C. sinensis var. sinensis
This Chinese plant is a small-leafed bush with multiple stems that reaches a height of some 3 meters. It is native to southeast China. The first tea plant to be discovered, recorded and used to produce tea three thousand years ago, it yields some of the most popular teas.
Green tea is made from the tea plant, Camellia sinensis, the same plant form which black tea is derived. Green tea is produced by lightly steaming fresh cut leaves. This process prevents oxidation which occurs in black tea production – a process that inactivates compounds known as polyphenols that are consequently found in higher concentrations in green tea.

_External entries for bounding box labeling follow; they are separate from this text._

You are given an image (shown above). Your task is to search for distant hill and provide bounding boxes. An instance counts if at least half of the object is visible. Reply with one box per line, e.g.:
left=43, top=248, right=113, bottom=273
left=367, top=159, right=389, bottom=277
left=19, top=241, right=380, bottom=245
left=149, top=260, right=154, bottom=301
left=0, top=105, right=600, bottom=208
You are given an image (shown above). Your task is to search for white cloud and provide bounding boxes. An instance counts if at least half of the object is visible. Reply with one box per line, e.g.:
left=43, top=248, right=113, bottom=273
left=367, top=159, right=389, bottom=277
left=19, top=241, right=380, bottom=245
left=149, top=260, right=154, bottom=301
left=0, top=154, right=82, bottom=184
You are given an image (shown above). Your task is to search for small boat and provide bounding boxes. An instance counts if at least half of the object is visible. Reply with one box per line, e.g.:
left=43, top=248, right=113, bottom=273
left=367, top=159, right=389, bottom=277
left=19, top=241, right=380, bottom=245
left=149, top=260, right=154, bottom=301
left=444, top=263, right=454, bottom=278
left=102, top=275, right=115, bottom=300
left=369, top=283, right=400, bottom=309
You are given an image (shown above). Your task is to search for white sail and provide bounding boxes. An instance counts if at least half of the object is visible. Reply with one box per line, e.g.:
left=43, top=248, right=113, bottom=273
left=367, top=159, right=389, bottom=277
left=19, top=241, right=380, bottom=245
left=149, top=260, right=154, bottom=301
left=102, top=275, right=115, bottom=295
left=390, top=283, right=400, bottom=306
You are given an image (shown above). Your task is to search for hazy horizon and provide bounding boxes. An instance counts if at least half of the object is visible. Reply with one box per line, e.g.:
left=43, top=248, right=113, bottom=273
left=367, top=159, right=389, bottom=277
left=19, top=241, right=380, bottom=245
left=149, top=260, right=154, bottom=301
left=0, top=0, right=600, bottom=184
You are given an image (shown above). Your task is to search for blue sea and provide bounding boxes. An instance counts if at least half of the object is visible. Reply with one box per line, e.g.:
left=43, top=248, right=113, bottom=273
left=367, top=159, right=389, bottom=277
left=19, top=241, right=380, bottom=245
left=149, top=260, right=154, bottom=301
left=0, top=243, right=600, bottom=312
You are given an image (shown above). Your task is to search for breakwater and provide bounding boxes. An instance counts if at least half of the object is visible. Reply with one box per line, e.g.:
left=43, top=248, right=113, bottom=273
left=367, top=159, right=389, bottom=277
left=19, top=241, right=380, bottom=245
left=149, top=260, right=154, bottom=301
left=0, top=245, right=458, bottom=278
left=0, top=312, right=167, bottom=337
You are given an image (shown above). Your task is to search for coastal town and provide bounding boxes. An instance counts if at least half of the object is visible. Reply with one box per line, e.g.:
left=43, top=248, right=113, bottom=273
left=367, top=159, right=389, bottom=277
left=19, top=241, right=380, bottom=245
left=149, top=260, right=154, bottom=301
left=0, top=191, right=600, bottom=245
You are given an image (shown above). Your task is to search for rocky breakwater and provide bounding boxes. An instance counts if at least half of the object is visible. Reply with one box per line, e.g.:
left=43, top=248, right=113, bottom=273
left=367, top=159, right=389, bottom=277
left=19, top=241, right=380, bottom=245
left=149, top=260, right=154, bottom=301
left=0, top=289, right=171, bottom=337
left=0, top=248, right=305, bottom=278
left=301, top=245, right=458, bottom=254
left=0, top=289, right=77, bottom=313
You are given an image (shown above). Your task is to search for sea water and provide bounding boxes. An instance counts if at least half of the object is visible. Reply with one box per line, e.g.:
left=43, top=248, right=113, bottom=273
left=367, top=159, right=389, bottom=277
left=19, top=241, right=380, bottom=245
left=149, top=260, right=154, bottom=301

The polyphenolic flavonoids present in green tea of interest are:
- Epicatechin (EC)
- Epicatechin gallate (ECG)
- Epigallocatechin gallate (EGCG)
A typical cup of green tea contains 50 to 100mg of polyphenols, with EGCG having the highest concentration.
DBM Protocols – Adjunct Therapy – C. sinensis
- The recommended dosages vary based on age and health status.
- Typical dosage recommendations are between 3 and 10 cups per day.
- Cancer preventative doses are at the higher end of this range.
- Green tea extracts are standardized to polyphenol content and average dosage is between 500-1500mg per day (the equivalent of 5 to 15 cups).
- Remember, when making green tea the water should NOT be boiling hot when adding it to the tea leaves / tea bag.
- Water temperature should be about 80 degrees celsius is 176 fahrenheit and 95 is 203.
- If you make the water too hot and allow it to steep too long, it will make the tea very bitter.
Green tea is considered safe and non-toxic when consumed regularly. It is important to note that a cup of green tea generally contains between 10-50mg of caffeine and over consumption of caffeine may cause irritability, insomnia, nervousness, and tachycardia.
- Children – Green tea and green tea extracts should not be ingested by infants as doses above 250ml/day may affect iron metabolism and cause microcytic anemia.
- End Stage Renal Disease – Due to its high potassium content patients with end stage renal disease should avoid consumption of green tea.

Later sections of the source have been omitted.